Pramaana Labs just raised $27 million in seed funding to fix AI's biggest problem: you can't trust it to be right.

The round was led by Khosla Ventures, with Accel, BoldCap, Nexus Venture Partners, Premji Invest, and Unbound also putting in money. That's a monster seed round by any standard.

The startup's approach is to apply formal verification—a mathematical technique that proves software is correct—to artificial intelligence. It's the same method used to make sure airplane software doesn't crash or that a chip's design does what it's supposed to do. Now they're turning it on AI models, which are famously unpredictable.

Formal verification works by translating code into math and then proving that certain bad outcomes can never happen. It's rigorous, expensive, and slow. But Pramaana Labs is betting that enterprises will pay for it because AI that lies—also known as hallucinating—is useless for anything serious.

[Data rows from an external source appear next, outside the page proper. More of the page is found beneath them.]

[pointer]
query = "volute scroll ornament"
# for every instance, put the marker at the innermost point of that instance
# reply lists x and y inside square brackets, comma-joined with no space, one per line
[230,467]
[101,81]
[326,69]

Companies have been running AI pilot programs for years, but few have turned them into core business operations. The reason is reliability. A chatbot that gives wrong answers to customers or a model that misreads financial data is a liability, not an asset.

Pramaana Labs hasn't released a product yet. The company is still in stealth mode, which means they're building before they announce what they've built. But the investors are betting on the team and the technology.

Khosla Ventures is one of the most prominent venture firms in Silicon Valley, known for early bets on OpenAI, DoorDash, and Stripe. Their involvement signals that they see formal verification as a potential breakthrough for AI safety.

The startup's name comes from "Pramaana," a Sanskrit word meaning "means of knowledge" or "valid source of knowledge." It fits a company trying to make AI a reliable source of truth.

The $27 million seed round is one of the largest ever for a company at this stage. For context, most seed rounds in the US are between $1 million and $5 million. Pramaana Labs raised nearly ten times that.

What's next? The company will likely use the money to hire engineers and mathematicians who specialize in formal methods—a rare skill set. They'll also need to build integrations so that companies can plug Pramaana's verification into their existing AI workflows.

If it works, Pramaana Labs could solve the single biggest barrier to enterprise AI adoption: trust. If it doesn't, they'll join a long list of startups that tried to make AI safe and couldn't scale.

Either way, $27 million says someone thinks math can tame the chaos.